Sending raw customer data — names, card numbers, Emirates IDs, IBANs — to a third-party LLM provider is a data-protection and compliance risk for organizations in regulated sectors. Once data leaves your perimeter you lose control of where it is stored, logged, or used for training.

llm-guardrails-kit gives you a thin, auditable control layer you own:

  • 🛡️ Redaction — detect and mask PII/PCI before the prompt leaves your network, and transparently restore the originals in the response.
  • 💰 Cost governance — meter every request and roll up spend per model.
  • 📝 Auditability — append a structured, privacy-safe JSON-Lines record for every call, proving what was sent without ever recording the raw values.
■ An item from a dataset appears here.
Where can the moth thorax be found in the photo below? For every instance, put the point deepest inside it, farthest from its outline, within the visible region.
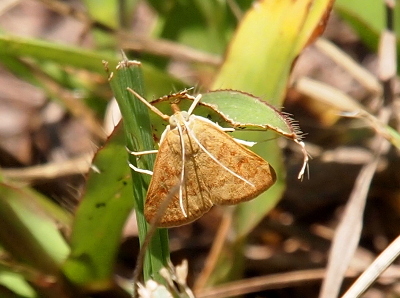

It is provider-agnostic (works with any LLM via a callable you supply) and the core install has zero third-party dependencies — easy to vet, easy to run in locked-down environments.

Data-protection regimes across the GCC (for example the UAE PDPL, DIFC and ADGM data-protection regulations, Saudi PDPL, and sector rules from regulators such as central banks and health authorities) place obligations on how personal data is processed and shared. This library is a control to help you meet those obligations — see the disclaimer.


Install

# Core — zero third-party dependencies
pip install llm-guardrails-kit

# Optional: LiteLLM integration (one client for 100+ providers)
pip install "llm-guardrails-kit[litellm]"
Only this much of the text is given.